LONDON – British author Samantha Harvey won the Booker Prize for fiction on Tuesday for “Orbital,” a short, wonder-filled novel set on the International Space Station.

Harvey was awarded 50,000 pounds ($64,000) for what he called a “space pastoral” about six astronauts orbiting the Earth, which he began writing during the COVID-19 pandemic quarantines. The circumscribed characters go through 16 sunrises and 16 sunsets over the course of a day, trapped next to each other and stunned by the fragile beauty of the world.

Writer and artist Edmund de Waal, who chaired the five-member judging panel, called the book a “miraculous novel” that “makes our world strange and new to us.”

Gaby Wood, chief executive of the Booker Prize Foundation, said that “in a year of geopolitical crisis that will likely be the hottest in recorded history”, the winning book was “hopeful, timely and timeless”.

Harvey, who has previously written four novels and a memoir about insomnia, became the first British author to win the Booker prize since 2020. The award is open to English-speaking writers of all nationalities and is renowned for transforming writers’ careers. Previous winners include Ian McEwan, Margaret Atwood, Salman Rushdie and Hilary Mantel.

De Waal praised the “crystalline” writing and “capacity” of Harvey’s concise novel, which runs 136 pages in the UK paperback edition and is one of the shortest Booker winners to date.

“This is a book that pays off in slow reading,” he said.

He said the jury spent a full day choosing the winner and came to a unanimous conclusion. Harvey beat out five finalists from Canada, the US, Australia and the Netherlands, chosen from 156 novels submitted by the publishers.

American author Percival Everett was the bookies’ favorite with “James,” which reimagined Mark Twain’s “Huckleberry Finn” from the perspective of the main black character, enslaved man Jim.

Other finalists are American author Rachel Kushner’s espionage story “Creation Lake”; Canadian Anne Michaels’ poetic novel “Hold”; Charlotte Wood’s Australian epic “Stone Yard Devotion”; and “The Safekeep” by Yael van der Wouden, the first Dutch author to be shortlisted at the Booker.

Although Harvey is the first woman to win the Booker since 2019, she is one of five women on this year’s shortlist, the largest in the prize’s 55-year history.
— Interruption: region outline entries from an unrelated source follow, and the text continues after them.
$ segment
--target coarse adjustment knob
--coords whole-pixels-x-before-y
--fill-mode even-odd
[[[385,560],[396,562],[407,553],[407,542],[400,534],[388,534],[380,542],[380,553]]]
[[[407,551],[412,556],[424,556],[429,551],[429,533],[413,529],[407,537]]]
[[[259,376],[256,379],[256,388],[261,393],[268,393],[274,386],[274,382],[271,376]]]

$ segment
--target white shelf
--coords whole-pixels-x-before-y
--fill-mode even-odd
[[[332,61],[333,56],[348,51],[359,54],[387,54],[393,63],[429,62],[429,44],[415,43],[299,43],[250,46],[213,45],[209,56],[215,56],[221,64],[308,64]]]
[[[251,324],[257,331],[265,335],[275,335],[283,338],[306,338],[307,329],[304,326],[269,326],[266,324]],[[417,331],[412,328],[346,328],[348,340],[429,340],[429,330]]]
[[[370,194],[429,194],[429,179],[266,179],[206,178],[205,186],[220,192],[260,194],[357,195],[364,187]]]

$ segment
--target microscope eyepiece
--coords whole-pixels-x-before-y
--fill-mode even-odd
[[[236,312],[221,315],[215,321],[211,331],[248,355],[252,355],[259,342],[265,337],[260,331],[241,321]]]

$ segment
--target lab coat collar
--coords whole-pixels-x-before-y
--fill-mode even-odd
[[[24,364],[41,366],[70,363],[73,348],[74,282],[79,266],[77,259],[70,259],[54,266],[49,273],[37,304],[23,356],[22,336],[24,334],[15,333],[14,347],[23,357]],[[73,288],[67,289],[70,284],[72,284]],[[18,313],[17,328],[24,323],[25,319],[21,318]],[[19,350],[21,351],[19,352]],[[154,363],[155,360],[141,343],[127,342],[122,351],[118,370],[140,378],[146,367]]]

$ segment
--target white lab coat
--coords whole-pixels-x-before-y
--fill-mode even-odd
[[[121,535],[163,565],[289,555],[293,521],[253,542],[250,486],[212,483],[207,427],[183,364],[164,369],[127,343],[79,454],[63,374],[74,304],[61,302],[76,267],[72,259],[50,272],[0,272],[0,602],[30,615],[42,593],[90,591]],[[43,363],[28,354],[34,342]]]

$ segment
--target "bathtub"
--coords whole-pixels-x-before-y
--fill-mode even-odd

De Waal said issues such as writers’ gender or nationality were “background noise” that did not influence the jury.

“There was absolutely no checking of boxes, agendas or anything else. It was just about the novel,” he said before the awards ceremony at Old Billingsgate, a large Victorian fish market in central London.

Established in 1969, the Booker Prize is open to novels originally written in English and published in the UK or Ireland. Last year’s winner was Irish author Paul Lynch with his post-democratic dystopia “The Prophet’s Song.”